[160] Hawker’s account (on p. [11]) of the discovery of the piscina in the chancel wall at Morwenstow is, however, very circumstantial. If “the jumbled carved work and a crushed drain,” which, he says came to light when the mortar was removed, proceeded from his imagination, it is a touch of genius in fabrication. In a letter to Mr. Richard Twining dated October 25th, 1855, Hawker writes: “Will you have the kindness to present the inclosed drawing to Miss L. Twining in my name and with my best regards. It is of a piscina discovered by me in the south wall of my chancel, where it has been hidden by mortar full 300 years, and existed there before that date full 500 years more.”

The whole passage from Mr. Baring-Gould is as follows: “The ancient piscina in the wall is of early English date. Mr. Hawker discovered under the pavement in the church, when reseating it, the base of a small pillar, Norman in style, with a hole in it for a rivet which attached to it the slender column it supported. This he supposed was a piscina drain, and accordingly set it up in the recess beside his altar.” Mr.

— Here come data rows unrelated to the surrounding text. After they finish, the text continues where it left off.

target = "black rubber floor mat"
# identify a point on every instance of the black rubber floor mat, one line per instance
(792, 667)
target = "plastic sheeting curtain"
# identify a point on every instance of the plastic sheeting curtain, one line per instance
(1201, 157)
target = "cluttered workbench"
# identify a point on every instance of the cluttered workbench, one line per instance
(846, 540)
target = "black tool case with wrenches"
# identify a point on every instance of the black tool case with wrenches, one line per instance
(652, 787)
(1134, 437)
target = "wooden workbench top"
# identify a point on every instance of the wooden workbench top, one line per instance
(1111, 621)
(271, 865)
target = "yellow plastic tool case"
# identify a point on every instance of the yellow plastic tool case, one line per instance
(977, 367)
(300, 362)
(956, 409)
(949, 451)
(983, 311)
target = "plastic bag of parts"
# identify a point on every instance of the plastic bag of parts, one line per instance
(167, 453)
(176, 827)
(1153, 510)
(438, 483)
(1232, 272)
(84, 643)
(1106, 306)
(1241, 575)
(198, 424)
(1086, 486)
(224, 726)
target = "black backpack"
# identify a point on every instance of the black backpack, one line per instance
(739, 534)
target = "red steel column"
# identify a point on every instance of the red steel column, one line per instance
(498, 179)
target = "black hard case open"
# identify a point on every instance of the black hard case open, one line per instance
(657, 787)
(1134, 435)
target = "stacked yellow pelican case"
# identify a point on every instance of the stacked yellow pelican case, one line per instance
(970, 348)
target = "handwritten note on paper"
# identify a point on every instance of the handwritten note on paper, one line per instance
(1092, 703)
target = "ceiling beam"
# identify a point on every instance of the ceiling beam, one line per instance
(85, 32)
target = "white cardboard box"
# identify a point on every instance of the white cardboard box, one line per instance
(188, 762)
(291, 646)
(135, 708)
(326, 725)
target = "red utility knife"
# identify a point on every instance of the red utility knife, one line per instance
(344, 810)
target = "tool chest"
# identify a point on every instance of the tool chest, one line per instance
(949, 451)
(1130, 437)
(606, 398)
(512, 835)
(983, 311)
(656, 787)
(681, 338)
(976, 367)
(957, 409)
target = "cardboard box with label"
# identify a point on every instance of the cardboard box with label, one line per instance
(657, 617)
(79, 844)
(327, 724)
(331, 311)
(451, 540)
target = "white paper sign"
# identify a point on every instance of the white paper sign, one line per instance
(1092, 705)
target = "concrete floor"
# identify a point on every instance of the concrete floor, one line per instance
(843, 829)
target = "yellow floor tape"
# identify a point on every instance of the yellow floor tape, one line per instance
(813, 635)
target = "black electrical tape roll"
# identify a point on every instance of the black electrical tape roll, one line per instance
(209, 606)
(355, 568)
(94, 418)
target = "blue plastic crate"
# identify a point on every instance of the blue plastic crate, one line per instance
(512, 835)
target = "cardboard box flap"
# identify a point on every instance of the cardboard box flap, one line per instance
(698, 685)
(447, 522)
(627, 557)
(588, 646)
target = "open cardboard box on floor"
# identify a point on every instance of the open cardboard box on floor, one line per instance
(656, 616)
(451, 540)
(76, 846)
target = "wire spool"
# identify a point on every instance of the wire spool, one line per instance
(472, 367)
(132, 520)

Baring-Gould evidently uses the word “piscina” as meaning the whole “recess” beside the altar. Mr. Chope appears to use it for the pillared structure within the recess. Hawker’s own words seem to show that he found the whole piscina, i.e. the recess with the drain inside it, “in the chancel wall.” He says nothing of any discovery “under the pavement,” and Mr. Baring-Gould does not give his authority for this statement.

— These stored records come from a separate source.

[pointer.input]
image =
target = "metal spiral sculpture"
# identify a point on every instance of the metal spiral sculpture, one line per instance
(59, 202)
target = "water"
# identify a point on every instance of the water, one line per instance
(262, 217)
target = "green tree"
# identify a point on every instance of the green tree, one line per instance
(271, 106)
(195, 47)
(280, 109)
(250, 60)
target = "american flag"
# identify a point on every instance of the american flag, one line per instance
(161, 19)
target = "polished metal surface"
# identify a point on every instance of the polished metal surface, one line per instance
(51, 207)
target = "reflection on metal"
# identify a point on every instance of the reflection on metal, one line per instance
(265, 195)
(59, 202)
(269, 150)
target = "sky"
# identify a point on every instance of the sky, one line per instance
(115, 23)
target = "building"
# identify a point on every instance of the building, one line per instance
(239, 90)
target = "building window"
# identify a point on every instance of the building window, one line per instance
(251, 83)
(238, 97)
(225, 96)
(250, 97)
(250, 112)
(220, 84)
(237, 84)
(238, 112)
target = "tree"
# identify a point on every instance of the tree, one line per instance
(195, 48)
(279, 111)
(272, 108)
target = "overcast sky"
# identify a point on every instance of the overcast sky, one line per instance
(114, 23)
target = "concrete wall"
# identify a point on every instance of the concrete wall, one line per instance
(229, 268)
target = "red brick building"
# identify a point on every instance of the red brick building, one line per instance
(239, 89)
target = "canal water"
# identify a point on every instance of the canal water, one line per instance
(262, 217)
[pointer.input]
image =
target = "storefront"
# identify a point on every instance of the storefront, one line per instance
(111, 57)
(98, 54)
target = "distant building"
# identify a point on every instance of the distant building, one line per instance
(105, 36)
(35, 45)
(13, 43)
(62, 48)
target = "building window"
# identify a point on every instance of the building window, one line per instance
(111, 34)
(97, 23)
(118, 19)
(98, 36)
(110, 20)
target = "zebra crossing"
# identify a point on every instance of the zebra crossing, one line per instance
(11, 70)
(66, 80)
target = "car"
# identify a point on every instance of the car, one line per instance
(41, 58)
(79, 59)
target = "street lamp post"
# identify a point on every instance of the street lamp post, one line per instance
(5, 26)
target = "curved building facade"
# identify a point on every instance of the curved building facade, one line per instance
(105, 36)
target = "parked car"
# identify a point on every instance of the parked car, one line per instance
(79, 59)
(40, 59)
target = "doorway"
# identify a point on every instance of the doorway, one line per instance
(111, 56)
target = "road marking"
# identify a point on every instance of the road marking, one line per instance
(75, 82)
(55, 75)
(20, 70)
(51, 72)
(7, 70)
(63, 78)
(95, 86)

At any rate, if the piscina, or piscina drain, or pillar-base, whichever it be, was abstracted from the ruined chapel at Longfurlong, it presumably was not discovered under the pavement of Morwenstow Church, unless by another stroke of genius.

It may be of interest to add that, on thrusting a piece of grass down the hole which Hawker took for a piscina drain, and which Mr. Baring-Gould says is a rivet-hole, I found that it went right through to the floor of the recess, a depth of about 13 inches. It is quite possible, therefore, that, if connected with another hole through the wall, it might at one time have served the purpose of a drain.—Editor.

[161] The inscription runs as follows: “THIS · WAS · MADE · IN · THE · YERE · OF · OURE · LORDE · GOD · 1575.” The pew bearing it now stands (1903) at the east end of the north aisle, facing south.—Editor.

[162] The foumart is now extinct in England, though, I believe, to be met with in parts of Scotland.

[163] See note on p. [118].

[164] The cedar wainscot which lined the chapel is said to have been bought out of a Spanish prize, and the carving is mentioned by Defoe, in his “Western Tour,” as the work of Michael Chuke, and not inferior to Gibbon’s. (C. S. Gilbert, “Survey of Cornwall,” vol. ii. p. 554.)